Sequence of Play from Kick-offs – short and long – both for the kicking team and receiving team.

  1. Shallow Kick Off:
    • Kicking team:
      • The target area is as close to the 10metre as possible with the height of the kick allowing sufficient to for attacking players to contest the ball.
      • The line of running for jumpers/catchers should be from the side arcing into the flight of the ball so that, in leaping to catch the ball, the player is back on to the opposition. This ensures any deflections are knockbacks to support players.
      • Support beyond and behind the ball.
      • Upon recovering the ball play linear so that all 6 players support the ball carrier.
    • Receiving team:
      • Cover all options, to the left, right and the centre of the field.
      • Be able to move into the ball to make the catch.
      • Use the lifted player as a decoy to contest the ball so that a player behind can more easily catch it.
      • Support around the ball to contest deflections.
      • Upon recovering the ball play linear so that all 6 players support the ball carrier.
  2. Long Kick Off:
    • Kicking Team:
      • Kick to space and to one side of the field to reduce the receiving team’s pass/ run options.

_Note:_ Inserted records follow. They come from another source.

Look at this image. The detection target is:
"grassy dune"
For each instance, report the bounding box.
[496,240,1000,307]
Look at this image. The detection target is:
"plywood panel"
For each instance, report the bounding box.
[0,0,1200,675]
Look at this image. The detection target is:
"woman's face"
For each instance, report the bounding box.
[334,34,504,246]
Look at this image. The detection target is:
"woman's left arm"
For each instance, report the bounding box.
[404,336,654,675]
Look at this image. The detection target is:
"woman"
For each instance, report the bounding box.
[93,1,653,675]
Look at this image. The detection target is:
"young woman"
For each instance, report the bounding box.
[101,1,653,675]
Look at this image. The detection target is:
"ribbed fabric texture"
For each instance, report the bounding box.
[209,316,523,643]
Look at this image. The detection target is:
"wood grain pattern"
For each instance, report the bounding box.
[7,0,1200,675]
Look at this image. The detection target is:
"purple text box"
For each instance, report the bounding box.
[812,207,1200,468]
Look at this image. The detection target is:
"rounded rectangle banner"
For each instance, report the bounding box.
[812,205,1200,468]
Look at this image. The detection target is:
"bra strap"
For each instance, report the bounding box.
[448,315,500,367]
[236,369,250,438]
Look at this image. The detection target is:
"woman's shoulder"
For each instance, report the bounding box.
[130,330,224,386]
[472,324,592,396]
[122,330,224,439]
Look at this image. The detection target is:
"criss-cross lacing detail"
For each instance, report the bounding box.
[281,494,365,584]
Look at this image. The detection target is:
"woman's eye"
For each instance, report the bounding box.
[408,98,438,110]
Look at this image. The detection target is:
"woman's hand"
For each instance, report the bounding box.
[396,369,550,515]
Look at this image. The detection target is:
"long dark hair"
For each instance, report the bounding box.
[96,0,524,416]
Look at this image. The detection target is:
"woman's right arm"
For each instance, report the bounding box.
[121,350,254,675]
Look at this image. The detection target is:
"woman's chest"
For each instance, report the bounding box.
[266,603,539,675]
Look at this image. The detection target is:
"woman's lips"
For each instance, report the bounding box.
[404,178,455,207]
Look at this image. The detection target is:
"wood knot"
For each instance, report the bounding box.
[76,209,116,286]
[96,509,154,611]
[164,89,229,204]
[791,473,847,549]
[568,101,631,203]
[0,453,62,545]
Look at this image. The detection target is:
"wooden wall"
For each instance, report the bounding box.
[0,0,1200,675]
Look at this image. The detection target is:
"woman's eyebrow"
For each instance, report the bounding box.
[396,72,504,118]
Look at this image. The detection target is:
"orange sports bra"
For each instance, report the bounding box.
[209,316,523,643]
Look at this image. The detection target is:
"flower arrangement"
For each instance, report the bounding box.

      • Have an aligned 5-6 player chase to stop the run/ pass option and contest the tackled ball to, eventually regain possession at the tackle and post tackle.
      • Have 1-2 sweepers regain possession from a kick.
      • Reload so that the attack has numbers to run and pass from recoverable kicks. D>A – linear attack and A>D – lateral attack.
    • Receiving Team:
      • Based on the kicking teams chase line. If there are few chasing - reload and use the overlap.
      • Many chasing – kick for territory and chase.